Victor Allory, PhD
Ecosystems & Carbon Engineer
This comprehensive document offers an in-depth, behind-the-scenes look at the intricate processes we employ to generate precise estimates of ecosystem services provided by nature-based solutions. The key components of our methodology are summarized below:
Our data production process begins with the strategic selection of remote sensing imagery. We employ a multi-sensor approach, integrating optical multispectral data from sources such as Sentinel-2 and Landsat-8, as well as Synthetic Aperture Radar (SAR) data from sources like Sentinel-1, PALSAR, and PALSAR-2. To mitigate the impact of atmospheric conditions and ensure data quality, we prioritize imagery acquired during the dry season, identified using IPCC climatic variables and the CRU TS monthly high-resolution gridded multivariate climate dataset (Harris et al., 2020). Advanced pre-processing techniques, including cloud filtering for optical data and specialized SAR Ground Range Detected (GRD) pipelines, are applied to prepare the data for subsequent modeling processes.
At the core of our methodology lies a deep neural network model with global coverage, trained on a vast dataset encompassing 60 million hectares of forests with airborne LiDAR data, including a significant portion from high-resolution airborne LiDAR scans covering 10 million hectares. This multi-output model is designed to concurrently and consistently predict several primary indicators, including tree height, canopy height, canopy cover, and living aboveground biomass.
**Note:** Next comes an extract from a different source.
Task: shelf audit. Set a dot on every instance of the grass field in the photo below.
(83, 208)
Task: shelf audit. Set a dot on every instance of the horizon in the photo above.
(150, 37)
One of the key features of our model is its ability to jointly predict all indicators, ensuring a higher level of accuracy for each individual indicator. Moreover, each predicted pixel is based on an analysis of over 30 data points, including neighboring areas and local spaceborne LiDAR data from sources like GEDI, resulting in comprehensive and precise predictions. Multi-output CNN models have been shown to improve global performance, reducing the root mean square error (RMSE) by approximately 13% (Mishra and Passos, 2022).
To further enhance accuracy, our Monitoring data product undergoes post-calibration by employing a Gaussian process with user-provided field measurements. This calibration remains effective even when field measurements are from different years or nearby areas of interest, improving the match between our estimates and ground truth data.
From the primary indicators, we derive secondary indicators such as forest cover, living belowground biomass, total biomass, carbon stocks, and their CO2 equivalents. This is achieved by using regional-specific allometric equations and definitions recommended by standards such as the IPCC's "Good practice guidance for land use, land-use change and forestry" (IPCC, 2003). Users can also customize these allometric relationships and definitions via our web application or API to suit their unique project requirements.
In addition to biomass and carbon estimates, our methodology incorporates biodiversity indicators. Specifically, we calculate Rao's Q diversity index, a spectral variability-based measure of biodiversity, following the approach outlined by Rao (1982) and Rocchini et al. (2017). This index is well-suited for identifying localized areas of high diversity within a project area.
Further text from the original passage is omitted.